What Can You Claim For?
A valid claim could result in compensation or a refund of the interest you should not have paid. In some cases, this might mean a partial refund of payments or the removal of the interest portion of the agreement. Each situation is assessed on a case-by-case basis, and outcomes can vary depending on the details of the agreement and the evidence available.
Importantly, even if you have finished repaying the agreement or no longer own the vehicle, you may still be eligible to raise a concern. Claims are typically based on how the deal was presented at the point of sale, not on whether the car is still in your possession.
Steps to Take if You Suspect Mis-Selling
If you think your finance agreement may have been mis-sold, taking action does not have to be difficult. The key is to start by gathering information and understanding your options.
Start with the following steps:
- Locate your original finance agreement and review the terms
- Make a note of any details you were told at the time of signing, particularly relating to interest and commission
- Check if there are any unexplained or bundled extras included in your contract
- Consider how the deal was explained to you and whether you were given the chance to compare finance options
- If you were unaware of commission payments or were misled about the structure of the deal, explore whether you may qualify for a claim
Keep all documents and correspondence in a safe place, as they may be useful if you decide to escalate the matter.
How PCP Claims Fit into the Bigger Picture
The rise in PCP claims is part of a broader review of fairness in consumer lending. Many people are only now beginning to realise how little they knew about the finance products they signed up for. Greater awareness, combined with a push for regulatory reform, has created a new environment where consumers are more empowered to question their agreements.
In addition to PCP-related complaints, other car finance claims are also gaining attention, including those involving hidden fees, bundled add-ons, or vague contract terms. Together, these concerns are prompting industry-wide discussions about transparency, disclosure, and the future of car finance in the UK.
Final Thoughts
For many drivers, a PCP agreement felt like a practical way to afford a car.

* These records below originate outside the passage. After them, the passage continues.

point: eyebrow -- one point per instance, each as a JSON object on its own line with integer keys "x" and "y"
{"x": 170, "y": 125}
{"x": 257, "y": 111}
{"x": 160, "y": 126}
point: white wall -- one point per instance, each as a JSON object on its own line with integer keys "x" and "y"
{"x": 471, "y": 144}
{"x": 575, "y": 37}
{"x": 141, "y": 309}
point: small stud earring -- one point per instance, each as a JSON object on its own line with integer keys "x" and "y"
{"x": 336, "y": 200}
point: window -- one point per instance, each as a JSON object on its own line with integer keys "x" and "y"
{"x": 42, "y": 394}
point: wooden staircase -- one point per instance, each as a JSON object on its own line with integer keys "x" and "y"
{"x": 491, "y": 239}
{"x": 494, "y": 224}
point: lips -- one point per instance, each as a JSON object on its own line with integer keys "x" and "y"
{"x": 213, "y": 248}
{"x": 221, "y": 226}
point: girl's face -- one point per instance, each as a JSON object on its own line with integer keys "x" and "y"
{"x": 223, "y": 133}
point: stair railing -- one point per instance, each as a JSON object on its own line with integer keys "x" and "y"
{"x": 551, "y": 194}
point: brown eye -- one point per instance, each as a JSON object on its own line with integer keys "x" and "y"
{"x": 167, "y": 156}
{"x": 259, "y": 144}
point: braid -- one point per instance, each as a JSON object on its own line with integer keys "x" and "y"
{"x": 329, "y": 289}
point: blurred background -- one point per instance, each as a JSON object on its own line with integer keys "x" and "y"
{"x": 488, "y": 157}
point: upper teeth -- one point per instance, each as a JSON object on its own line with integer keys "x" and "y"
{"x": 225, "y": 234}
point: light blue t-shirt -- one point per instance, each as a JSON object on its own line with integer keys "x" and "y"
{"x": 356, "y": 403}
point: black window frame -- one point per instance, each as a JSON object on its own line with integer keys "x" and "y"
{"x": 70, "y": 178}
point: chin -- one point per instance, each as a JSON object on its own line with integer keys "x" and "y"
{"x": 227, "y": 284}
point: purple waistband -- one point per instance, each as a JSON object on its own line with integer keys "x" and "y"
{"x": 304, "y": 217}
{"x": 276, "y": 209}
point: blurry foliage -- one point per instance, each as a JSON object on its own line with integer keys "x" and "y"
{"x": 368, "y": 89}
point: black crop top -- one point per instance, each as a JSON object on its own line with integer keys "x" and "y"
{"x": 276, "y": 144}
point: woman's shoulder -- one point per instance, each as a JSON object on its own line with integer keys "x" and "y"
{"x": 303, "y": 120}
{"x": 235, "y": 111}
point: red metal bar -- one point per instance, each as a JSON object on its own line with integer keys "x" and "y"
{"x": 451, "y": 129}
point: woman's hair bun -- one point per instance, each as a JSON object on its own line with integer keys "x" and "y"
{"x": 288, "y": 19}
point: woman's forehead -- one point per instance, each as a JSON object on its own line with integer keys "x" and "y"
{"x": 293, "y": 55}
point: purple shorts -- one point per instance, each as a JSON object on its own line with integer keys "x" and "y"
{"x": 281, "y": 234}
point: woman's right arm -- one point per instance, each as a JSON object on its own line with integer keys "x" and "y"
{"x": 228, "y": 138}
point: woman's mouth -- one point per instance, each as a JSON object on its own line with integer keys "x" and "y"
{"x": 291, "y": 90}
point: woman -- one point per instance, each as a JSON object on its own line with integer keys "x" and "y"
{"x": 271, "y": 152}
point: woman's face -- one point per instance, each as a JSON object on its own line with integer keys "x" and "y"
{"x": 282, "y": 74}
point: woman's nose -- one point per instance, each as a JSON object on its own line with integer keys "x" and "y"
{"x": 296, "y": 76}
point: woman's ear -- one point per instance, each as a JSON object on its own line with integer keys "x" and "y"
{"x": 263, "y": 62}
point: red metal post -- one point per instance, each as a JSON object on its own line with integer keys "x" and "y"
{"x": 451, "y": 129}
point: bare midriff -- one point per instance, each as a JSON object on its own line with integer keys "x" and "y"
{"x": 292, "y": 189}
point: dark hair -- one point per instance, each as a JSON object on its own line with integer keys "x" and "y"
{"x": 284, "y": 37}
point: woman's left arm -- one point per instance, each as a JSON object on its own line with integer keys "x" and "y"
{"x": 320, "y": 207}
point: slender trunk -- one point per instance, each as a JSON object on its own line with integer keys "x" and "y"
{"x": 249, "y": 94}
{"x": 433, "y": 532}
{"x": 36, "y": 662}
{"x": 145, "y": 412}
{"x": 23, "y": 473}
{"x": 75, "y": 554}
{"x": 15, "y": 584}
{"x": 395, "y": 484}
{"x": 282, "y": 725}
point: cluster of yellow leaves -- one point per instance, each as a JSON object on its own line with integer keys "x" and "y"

However, if that deal was not clearly explained, or if the terms were skewed by undisclosed incentives, the long-term impact could be significant. In 2025, more people than ever are taking a second look at their agreements and asking important questions about fairness and transparency.
If your finance agreement was signed between 2007 and 2021 and involved a PCP structure, you may have grounds to explore a claim. It is not just about the money, but also about holding the industry to account and ensuring that future buyers are given the clear, honest information they deserve.
Understanding your rights and knowing the signs of mis-selling can make all the difference. Before accepting that your finance agreement was fair, take a moment to revisit the paperwork and see whether you were given the full picture.